The story takes a new twist. Shiva's brother-in-law approaches Prithviraj and informs him that Shiva has become an underworld don, after beating-up Billa Jilani, and now takes haftas and bribes. Prithviraj finds that Shiva has become a ruffian, and been arrested a number of times, much to the chagrin of his father. Prithviraj breaks off the alliance and informs Purushottam. Shortly thereafter, another fight breaks out and this time Shiva is arrested, held in a cell for several days, beaten up by his father and subsequently bailed out by a woman named Shanti. Eventually, Shiva kills Billa. The film ends with Purushottam declaring to Inspector Saini, that Shiva cannot be recommended to be an inspector, since in the eyes of the law he is a criminal. Shiva's photo is shown on the criminal's display board and credits roll.

== Music ==
=== Score ===
The film score was composed by S. P. Venkatesh.

=== Songs ===
The original songs featured in the film were composed by R. D. Burman along with lyricist, Javed Akhtar.
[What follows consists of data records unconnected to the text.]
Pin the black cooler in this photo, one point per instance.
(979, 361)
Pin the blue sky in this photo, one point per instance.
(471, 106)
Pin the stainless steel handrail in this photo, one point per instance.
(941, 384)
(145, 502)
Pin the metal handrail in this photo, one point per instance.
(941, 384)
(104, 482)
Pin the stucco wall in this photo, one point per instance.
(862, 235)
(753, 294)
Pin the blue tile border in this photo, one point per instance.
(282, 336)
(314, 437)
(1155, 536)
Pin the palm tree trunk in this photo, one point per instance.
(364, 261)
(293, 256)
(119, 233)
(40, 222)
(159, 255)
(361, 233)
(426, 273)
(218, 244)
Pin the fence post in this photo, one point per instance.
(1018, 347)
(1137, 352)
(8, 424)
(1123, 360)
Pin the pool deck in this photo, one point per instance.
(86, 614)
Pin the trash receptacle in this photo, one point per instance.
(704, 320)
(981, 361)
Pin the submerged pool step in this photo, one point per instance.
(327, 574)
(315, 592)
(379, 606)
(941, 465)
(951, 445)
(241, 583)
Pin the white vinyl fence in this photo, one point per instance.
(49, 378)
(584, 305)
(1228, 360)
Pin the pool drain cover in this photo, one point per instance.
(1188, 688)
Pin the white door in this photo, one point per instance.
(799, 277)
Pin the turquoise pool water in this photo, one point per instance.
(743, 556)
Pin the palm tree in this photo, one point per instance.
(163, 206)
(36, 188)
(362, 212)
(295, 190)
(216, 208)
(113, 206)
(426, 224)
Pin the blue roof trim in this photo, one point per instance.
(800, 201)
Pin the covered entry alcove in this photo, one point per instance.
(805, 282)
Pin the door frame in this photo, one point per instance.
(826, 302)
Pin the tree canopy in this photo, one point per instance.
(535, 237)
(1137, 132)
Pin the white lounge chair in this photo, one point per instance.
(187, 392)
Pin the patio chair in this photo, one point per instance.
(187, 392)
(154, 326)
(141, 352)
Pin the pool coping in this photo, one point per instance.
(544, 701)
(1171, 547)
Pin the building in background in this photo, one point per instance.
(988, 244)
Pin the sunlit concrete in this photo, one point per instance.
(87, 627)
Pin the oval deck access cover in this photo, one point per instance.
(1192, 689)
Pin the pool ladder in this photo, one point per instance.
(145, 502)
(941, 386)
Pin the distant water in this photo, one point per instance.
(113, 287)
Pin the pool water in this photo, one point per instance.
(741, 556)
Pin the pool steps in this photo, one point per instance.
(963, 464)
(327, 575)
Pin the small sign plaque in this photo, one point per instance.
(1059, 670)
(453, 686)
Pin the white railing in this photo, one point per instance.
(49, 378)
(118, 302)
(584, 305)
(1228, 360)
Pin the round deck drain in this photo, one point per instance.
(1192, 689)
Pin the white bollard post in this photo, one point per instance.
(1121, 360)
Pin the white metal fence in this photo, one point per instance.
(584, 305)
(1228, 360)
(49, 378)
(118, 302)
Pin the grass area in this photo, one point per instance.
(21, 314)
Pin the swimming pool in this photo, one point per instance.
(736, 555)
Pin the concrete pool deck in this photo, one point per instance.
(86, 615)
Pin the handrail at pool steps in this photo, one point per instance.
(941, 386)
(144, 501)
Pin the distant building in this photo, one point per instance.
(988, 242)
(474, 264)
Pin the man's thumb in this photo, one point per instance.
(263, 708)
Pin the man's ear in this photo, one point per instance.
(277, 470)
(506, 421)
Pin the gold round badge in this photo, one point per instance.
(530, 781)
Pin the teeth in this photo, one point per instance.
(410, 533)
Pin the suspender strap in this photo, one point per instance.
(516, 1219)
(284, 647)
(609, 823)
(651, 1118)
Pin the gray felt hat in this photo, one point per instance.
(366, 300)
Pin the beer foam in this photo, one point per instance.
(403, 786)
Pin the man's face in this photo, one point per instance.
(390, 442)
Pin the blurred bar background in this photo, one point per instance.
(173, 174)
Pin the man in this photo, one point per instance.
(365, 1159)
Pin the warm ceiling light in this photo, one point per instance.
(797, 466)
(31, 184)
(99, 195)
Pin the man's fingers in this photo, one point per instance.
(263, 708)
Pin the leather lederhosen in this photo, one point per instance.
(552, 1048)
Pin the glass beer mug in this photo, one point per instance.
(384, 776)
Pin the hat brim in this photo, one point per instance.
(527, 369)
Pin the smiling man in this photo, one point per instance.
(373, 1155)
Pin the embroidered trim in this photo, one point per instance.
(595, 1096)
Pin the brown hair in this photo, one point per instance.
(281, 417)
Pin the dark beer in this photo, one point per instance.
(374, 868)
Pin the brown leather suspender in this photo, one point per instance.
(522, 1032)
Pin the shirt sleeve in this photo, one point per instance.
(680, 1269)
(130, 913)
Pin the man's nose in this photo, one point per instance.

| No. | Title | Singer(s) | Length |
|---|---|---|---|
| 1. | "Hum Na Samjhe" | S. P. Balasubrahmanyam |  |
| 2. | "Ae Mere Deewanon" | S. P. Balasubrahmanyam, Asha Bhosle |  |
| 3. | "Yeh Mera Dil To Pagal Hai" | S. P. Balasubrahmanyam, Asha Bhosle |  |
| 4. | "Rang Rangeeli Raat Gaaye" | S. P. Balasubrahmanyam, Asha Bhosle |  |
| 5. | "Tum Jo Mile" | Asha Bhosle, Sreekumar |  |
| 6. | "Badal Jo Barse" | Asha Bhosle |  |

== Critical reception ==
Mukul Kesavan from the magazine Manushi lauded Gardish as "a powerful, affecting film" The Indian Express praised the film's "script, vivid characters and powerful dialogues" and noted the actors' performances. Anurag Mathur of The Sunday Telegraph was critical of the film, dismissing it as "not even a film, but a series of action sequences strung together by guest appearances", although he singled out Kapadia for "excelling" in her part. India Today wrote, "Perhaps the best film to be churned out by the Hindi film factory this year. Jackie plays a would-be-inspector unwittingly embroiled in the world of crime. Puri is his helpless havildar father. The direction is deft and cinematography fabulous. Puri, after a long stint at uninteresting villain roles, gets to show his mettle. But the film belongs to the dazed and confused Jackie, who has done full justice to the role."